Israel says it intends to ban the buying and selling of animal furs, apart from in specially approved cases, making it the first country to do so.
Announcing plans for new regulations, environmental protection minister Gila Gamliel said the use of skin and fur for the fashion industry was “immoral”.
Her ministry said future permits would only be considered under certain, limited criteria.
Until now, only a handful of cities – in the US, and São Paulo in Brazil – have banned the sale of all animal fur.
At present, anyone in Israel wishing to buy or sell fur must apply for a permit, but under the new rules this will only be allowed in cases of “scientific research, education or for instruction and for religious purposes or tradition”.
The exemption is likely to apply to Israel’s sizeable ultra-Orthodox community, among whom many of the men wear large round fur hats called shtreimels, believed to have originated as a custom in Eastern Europe.
“The fur industry causes the killing of hundreds of millions of animals around the world, and involves indescribable cruelty and suffering,” said Ms Gamliel.
“Utilising the skin and fur of wildlife for the fashion industry is immoral.”
Anyone found breaking the law in Israel will face a fine of up to $22,000 (18,500 euros; £17,000) or a year in prison.
Gamliel’s announcement was praised by Blue and White MK Miki Haimovich, a known advocate for animal rights who also chairs the Knesset’s Interior and Environmental Affairs Committee.
“Wearing fur should completely disappear from the world, as in this age there is no justification for killing animals just for the sake of wearing their fur for fashion or for heating. There are excellent substitutes that do not cause suffering and murder,” Haimovich said in a statement.
She explained how it was important that Israel advance this legislation, and said that she and her committee fully backed Gamliel’s plans, as well as promising to help enforce them.
“Humanity is beginning to understand in recent years the immense damage that man is causing to animals and nature and the extinction of the species that are ultimately responsible for the ecological balance that preserves us,” she explained.
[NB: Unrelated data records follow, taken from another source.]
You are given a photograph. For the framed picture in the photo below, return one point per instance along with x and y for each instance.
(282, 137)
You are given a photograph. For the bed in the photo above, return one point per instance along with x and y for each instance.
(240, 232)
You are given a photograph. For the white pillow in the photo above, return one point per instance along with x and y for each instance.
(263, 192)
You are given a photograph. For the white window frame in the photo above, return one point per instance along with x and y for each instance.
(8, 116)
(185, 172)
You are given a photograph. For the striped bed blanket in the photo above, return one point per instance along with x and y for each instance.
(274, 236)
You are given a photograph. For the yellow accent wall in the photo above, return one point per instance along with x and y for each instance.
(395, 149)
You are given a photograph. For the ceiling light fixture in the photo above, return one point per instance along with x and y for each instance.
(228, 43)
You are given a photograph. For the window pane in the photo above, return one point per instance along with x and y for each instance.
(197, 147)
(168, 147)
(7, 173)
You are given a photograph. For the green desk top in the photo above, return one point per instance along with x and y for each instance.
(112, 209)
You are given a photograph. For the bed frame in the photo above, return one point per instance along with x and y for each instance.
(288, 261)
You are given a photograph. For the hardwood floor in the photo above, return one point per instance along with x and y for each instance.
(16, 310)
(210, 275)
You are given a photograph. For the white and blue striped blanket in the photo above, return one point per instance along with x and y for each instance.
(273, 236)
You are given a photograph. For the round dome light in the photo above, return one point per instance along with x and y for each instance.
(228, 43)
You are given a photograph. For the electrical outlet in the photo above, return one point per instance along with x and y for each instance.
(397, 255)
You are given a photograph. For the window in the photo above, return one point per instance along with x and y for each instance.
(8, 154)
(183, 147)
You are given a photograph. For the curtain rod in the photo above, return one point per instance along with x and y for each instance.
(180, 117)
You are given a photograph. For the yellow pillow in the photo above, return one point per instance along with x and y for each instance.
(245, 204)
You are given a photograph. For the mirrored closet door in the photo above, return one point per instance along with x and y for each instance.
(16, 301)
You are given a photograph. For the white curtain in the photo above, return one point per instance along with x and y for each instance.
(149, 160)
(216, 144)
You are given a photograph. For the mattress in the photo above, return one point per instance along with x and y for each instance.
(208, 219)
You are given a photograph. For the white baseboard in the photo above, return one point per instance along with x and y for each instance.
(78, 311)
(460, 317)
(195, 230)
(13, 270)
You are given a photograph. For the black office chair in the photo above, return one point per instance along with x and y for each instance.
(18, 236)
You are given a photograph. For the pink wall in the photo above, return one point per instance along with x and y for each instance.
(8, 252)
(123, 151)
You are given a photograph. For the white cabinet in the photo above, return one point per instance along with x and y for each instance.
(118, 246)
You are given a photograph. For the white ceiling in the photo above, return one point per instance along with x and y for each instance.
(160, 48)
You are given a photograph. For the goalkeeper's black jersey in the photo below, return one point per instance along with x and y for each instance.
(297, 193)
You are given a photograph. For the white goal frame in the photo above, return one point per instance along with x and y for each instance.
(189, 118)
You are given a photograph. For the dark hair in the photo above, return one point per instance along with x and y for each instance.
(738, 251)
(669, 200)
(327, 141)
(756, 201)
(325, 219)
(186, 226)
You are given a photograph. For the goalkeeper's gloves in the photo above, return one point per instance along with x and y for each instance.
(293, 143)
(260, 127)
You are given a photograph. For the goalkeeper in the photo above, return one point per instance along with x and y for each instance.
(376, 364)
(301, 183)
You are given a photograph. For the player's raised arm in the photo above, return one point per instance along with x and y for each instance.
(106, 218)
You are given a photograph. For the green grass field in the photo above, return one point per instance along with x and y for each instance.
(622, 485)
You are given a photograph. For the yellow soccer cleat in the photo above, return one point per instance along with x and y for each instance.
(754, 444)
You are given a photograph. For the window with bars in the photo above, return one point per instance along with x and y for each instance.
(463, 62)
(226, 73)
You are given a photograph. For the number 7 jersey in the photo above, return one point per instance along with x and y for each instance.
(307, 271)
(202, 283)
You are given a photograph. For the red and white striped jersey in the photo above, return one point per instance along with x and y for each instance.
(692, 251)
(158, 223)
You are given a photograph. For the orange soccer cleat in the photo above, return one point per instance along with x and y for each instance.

“We in the Interior and Environmental Affairs Committee will provide the full backing for this, and will monitor it over time to ensure that the regulations are enforced and the fur trade in Israel will cease.”
The move was also applauded by Israeli animal rights advocacy group Animals Now, who noted that a wide majority of Israelis support such legislation, though prior attempts at introducing them into law have failed.
“We applaud and welcome the environmental protection minister’s courageous decision to put an end to the sale of furs in Israel,” Animals Now said in a statement.
“Already at the beginning of the struggle, 86% of Israelis expressed a clear position that caging, torturing and brutally killing foxes, minks, dogs and cats for extravagant and unnecessary fashion items is unacceptable.
“The minister’s important decision will save countless animals.”
“We’re very happy that the fur trade will be banned in Israel,” the Society for the Protection of Animals in Israel (SPCA Israel) told The Jerusalem Post.
However, they added that the battle is not yet done, pointing out that haredi Jews will still be able to use fur for shtreimels.
“The SPCA is against this practice,” they told the Post. “It’s a primitive way to practice Judaism to cause so much pain to animals. We hope this practice will one day disappear. It’s absolutely terrible, and we hope that one day religious reasons will no longer be an excuse to practice the fur trade.”